Bilé-Aka, Brizoua-Bi & Associés : Un Cabinet d’Avocats à Vocation Internationale à Abidjan
Dans cette interview exclusive, Maître Michel Brizoua-Bi nous parle du domaine de la justice et des cabinets d’avocats à vocation internationale en Afrique, et explique quelles sont les principales compétences du cabinet Bilé-Aka, Brizoua-Bi & Associés.
Interview avec Maître Michel Brizoua-Bi du Cabinet Bilé-Aka, Brizoua-Bi & Associés
Parlons des cabinets en Afrique de manière générale. Quelle est votre sentiment par rapport à leur maturité ?
Le célèbre magazine économique londonien The Economist avait titré l’une de ses publications : « Africa Rising ». En effet, nous sommes partis d’une zone qui était endormie, où le niveau de qualification et d’expérience de la plupart des acteurs sur ce que l’on peut appeler les dossiers complexes internationaux étaient jugés, hors du continent, comme faible ; pour arriver à un réveil dans pratiquement toutes les zones du continent, ce qui se traduit aujourd’hui par l’émergence de cabinets internationaux africains.

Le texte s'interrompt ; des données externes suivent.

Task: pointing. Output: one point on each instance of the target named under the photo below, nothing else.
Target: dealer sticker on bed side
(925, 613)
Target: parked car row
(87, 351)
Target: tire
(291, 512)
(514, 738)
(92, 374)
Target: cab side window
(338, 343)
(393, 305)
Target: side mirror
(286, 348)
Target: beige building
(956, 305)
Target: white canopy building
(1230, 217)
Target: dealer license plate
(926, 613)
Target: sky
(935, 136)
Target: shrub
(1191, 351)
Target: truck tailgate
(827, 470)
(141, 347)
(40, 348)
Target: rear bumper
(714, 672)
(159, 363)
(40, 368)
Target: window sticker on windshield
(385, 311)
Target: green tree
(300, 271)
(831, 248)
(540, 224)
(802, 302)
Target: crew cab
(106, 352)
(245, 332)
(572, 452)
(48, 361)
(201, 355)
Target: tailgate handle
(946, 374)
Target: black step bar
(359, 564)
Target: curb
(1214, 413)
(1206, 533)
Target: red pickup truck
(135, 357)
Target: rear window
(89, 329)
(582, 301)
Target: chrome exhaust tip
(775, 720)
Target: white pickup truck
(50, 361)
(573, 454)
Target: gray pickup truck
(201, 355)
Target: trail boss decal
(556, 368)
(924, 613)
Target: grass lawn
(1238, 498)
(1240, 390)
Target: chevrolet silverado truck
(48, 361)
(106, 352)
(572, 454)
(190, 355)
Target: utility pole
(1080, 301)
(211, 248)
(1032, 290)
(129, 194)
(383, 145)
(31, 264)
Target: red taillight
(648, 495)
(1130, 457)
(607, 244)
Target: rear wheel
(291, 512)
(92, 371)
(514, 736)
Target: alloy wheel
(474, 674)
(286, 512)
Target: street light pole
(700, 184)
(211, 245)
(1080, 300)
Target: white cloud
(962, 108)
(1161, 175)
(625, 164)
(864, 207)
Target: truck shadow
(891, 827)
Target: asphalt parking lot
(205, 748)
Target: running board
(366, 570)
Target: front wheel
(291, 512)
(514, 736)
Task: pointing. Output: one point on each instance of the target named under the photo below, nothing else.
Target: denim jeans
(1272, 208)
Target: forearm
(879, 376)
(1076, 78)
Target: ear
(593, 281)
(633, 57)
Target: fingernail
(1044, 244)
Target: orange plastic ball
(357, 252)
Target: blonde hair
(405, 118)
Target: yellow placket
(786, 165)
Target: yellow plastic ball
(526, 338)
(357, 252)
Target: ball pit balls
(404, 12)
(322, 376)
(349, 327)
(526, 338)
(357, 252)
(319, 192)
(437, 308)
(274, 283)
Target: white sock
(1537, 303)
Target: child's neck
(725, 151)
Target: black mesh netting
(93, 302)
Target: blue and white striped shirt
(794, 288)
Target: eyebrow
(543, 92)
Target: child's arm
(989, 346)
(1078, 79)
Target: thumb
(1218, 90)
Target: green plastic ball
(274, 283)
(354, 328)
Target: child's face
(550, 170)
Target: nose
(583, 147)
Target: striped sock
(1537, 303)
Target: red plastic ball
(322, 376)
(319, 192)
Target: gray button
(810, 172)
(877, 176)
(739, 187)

Cela est tout simplement parti d’un meilleur niveau de formation des acteurs qui viennent aujourd’hui d’Angleterre, de France, des États-Unis et qui, petit à petit, ont commencé à créer des structures solides, à même de pouvoir vraiment concurrencer les mégas firmes mondiales. On observe beaucoup plus ce phénomène en Afrique anglophone, dans des pays comme l’Afrique du Sud, le Nigéria, le Kenya et le Ghana, où vous trouvez désormais des cabinets d’une puissance et d’une taille à même de rivaliser avec les meilleurs cabinets du monde. La zone francophone est en train de suivre cette voie (peut-être de façon un peu plus timide). Je pense toutefois que clairement, aujourd’hui, nos confrères du monde entier le reconnaissent : on ne peut plus considérer la zone africaine comme une zone faible en termes de capacités. Il existe désormais un réel relèvement au niveau des compétences, de l’organisation et de la qualité des services offerts sur le continent.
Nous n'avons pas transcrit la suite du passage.